The assembly education committee heard that many parents had chosen to keep their children at home due to concerns about the impact of the virus and rapidly changing environment.

Ms Yiasouma outlined urgent steps that needed to be taken to rectify the situation.

She said there was a detrimental impact of part-time education on some of the most vulnerable children's education, health, and wellbeing.

"Schools are facing a number of issues including workforce absence, concerns that risks haven't been appropriately assessed and adequate safeguards put in place and uncertainty regarding testing and vaccinations," she said.

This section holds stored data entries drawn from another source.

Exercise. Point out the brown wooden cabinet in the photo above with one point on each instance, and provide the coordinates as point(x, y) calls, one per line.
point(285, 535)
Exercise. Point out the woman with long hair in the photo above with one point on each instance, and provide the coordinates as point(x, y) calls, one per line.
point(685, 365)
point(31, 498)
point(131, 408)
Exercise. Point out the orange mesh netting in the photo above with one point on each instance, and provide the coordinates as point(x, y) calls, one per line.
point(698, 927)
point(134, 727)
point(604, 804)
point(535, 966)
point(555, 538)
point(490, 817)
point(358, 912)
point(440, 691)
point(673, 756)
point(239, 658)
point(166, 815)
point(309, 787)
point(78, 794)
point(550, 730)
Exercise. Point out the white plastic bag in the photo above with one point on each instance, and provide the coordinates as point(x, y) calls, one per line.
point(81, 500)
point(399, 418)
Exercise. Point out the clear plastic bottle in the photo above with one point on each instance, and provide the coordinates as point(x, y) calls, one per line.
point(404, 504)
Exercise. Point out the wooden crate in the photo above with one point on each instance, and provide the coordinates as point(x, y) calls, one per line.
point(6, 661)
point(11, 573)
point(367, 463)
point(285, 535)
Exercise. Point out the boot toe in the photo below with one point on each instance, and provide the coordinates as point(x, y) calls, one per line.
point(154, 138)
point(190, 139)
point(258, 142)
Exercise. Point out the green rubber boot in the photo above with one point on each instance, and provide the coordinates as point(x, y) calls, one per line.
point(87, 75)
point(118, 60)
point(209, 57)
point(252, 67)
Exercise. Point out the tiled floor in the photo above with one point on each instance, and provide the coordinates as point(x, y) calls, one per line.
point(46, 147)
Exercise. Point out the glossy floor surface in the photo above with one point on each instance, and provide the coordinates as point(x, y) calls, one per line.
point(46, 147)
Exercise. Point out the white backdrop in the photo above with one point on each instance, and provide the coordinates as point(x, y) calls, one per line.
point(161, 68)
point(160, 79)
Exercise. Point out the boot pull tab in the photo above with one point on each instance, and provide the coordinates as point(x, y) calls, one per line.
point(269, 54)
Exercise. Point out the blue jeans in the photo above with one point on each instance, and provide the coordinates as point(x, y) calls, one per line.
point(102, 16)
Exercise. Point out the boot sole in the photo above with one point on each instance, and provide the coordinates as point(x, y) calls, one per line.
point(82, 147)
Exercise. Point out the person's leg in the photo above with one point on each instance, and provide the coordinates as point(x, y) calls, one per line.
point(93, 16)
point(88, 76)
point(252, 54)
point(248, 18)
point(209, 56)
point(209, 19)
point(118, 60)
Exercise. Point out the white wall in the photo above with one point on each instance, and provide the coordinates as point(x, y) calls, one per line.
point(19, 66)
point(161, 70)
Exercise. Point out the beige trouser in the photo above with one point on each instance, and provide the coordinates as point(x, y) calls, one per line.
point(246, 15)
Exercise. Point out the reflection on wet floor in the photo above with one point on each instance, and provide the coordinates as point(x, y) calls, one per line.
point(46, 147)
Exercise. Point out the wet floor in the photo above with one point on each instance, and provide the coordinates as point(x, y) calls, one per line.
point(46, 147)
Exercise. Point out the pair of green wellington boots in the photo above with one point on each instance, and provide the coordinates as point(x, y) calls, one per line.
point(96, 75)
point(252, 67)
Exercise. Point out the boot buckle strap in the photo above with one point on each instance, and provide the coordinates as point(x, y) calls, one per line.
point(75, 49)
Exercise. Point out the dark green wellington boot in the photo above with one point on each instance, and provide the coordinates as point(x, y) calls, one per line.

"I appreciate this is a significant task but it is disappointing that insufficient work has been undertaken by relevant authorities to anticipate these issues and address them as soon as they arose.

"It is unacceptable that many children are still not receiving the education and health care they require, and indeed are entitled to, from their special school setting."

Education minister Peter Weir announced that staff in special schools who support children with the most complex healthcare needs will be offered the Covid-19 vaccine.

This followed an announcement that pupils would receive weekly asymptomatic testing.

Ms Yiasouma added that further action must be taken by the Department of Education, the Education Authority, Health and Social Care authorities, principals and governors to identify and resolve issues.

She said this included addressing staff absences, reducing pressures on staff and supporting them to feel safe and secure in school settings.

There was also a need, she said, for improved communications and consultation with schools and parents including discussions about the mitigations required to enable schools to stay open on a full-time basis.

Parents needed to be confident their child's needs were being met and any risk to them was being addressed, she added.

"There must be a concerted, collaborative effort to ensure the safe, full and sustainable opening of all our special schools; making sure our most vulnerable children and young people can fully realise their right to an education during this pandemic and beyond," she said.